Esiste da sempre un problema tra l’io che sa e pensa e le cose, e neanche il progresso scientifico ha risolto questo dilemma, anzi lo sta accentuando.Se i medioevali distinguevano fra una res e una vox, se Kant distingueva il fenomeno dal noumeno, oggi il neurologo Rudolph Linas asserisce quella che per lui è una verità, ossia che quelli che noi chiamiamo “oggetti”, in realtà non esistono, che i nostri sensi , durante la vita si imbattono in pochi campi di forza elettromagnetici e da questi incontri ricostruiamo il mondo in modo sbagliato ;inoltre asserisce che in definitiva, “vedere è come sognare”. Tuttavia l’uomo, nello scorrere del tempo non solo ha“ricostruito” il mondo sulla base dei sensi e della mente, ha “dato un nome alle cose”, ma ha anche attribuito loro una personalità. Quanti dicono:” Se queste case potessero parlare..,Questo luogo mi ha visto nascere, crescere, ha vissuto la mia vita…!
animando gli oggetti, i luoghi perchè per noi tutto, o quasi vive una vita di sensazioni e di intelletto. Litigare col navigatore o col computer è proiettare, nel presente tecnologico, il bisogno antico di dare un ‘ anima all’universo.

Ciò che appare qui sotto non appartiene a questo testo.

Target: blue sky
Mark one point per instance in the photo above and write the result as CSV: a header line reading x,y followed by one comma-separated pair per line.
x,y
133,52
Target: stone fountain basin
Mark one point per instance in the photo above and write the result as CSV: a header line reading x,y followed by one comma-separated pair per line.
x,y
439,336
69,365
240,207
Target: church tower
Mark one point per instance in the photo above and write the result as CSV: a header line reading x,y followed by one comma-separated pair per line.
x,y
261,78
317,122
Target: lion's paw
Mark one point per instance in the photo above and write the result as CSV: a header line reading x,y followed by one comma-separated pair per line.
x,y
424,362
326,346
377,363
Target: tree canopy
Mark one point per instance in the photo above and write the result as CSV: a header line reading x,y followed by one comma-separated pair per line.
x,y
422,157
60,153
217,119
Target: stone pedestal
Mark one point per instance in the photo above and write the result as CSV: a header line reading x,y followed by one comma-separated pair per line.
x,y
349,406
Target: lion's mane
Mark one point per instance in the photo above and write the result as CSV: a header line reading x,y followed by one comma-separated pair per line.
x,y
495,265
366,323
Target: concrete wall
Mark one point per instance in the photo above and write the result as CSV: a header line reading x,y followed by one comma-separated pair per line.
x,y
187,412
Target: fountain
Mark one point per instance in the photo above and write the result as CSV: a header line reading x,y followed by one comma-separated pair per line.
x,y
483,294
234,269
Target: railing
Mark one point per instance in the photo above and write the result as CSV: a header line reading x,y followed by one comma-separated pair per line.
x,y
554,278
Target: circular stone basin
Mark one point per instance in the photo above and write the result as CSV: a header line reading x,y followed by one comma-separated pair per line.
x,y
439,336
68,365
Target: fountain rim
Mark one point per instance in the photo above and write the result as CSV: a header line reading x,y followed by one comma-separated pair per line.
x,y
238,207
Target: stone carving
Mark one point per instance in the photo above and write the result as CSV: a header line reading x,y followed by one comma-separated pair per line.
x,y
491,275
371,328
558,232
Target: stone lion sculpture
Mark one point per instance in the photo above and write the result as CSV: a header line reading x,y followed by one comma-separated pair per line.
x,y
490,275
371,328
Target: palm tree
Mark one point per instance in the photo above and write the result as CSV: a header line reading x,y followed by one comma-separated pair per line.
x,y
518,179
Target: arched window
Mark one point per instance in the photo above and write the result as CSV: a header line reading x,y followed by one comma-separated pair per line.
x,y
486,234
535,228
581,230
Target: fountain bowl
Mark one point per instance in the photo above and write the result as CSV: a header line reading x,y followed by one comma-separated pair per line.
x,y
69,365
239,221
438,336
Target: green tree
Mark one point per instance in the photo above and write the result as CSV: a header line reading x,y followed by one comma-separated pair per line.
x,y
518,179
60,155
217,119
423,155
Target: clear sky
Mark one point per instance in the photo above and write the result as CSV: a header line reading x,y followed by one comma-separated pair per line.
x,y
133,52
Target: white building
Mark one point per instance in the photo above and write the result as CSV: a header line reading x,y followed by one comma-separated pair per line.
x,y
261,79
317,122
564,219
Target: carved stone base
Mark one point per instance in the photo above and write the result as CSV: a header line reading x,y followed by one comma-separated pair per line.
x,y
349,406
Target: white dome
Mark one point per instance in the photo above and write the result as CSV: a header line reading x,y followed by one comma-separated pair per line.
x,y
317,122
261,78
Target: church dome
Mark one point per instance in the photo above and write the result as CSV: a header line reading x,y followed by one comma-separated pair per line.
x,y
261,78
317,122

Wislawa Szymborska entra coi suoi versi nella vita, nel mondo , in punta di piedi , ma con quella visione profonda e accurata, che l’hanno resa un monumento della poesia contemporanea,perchè riesce a trovare la perfezione in una semplicità perfettamente autosufficiente. Non si può dire niente di più, e non si può dirlo con più limpidezza e più grazia. La
sua usuale allegria ricca di ironia, mette i brividi: la verità che dice è tremendamente fredda . La sua è un’umanità vista dalla parte degli oggetti, accorgendosi che essi, in realtà non vedono nulla, non si accorgono di niente. Questo è quello che ci dice la poetessa, polacca, premio Nobel per la Letteratura,Wislava Szymborska .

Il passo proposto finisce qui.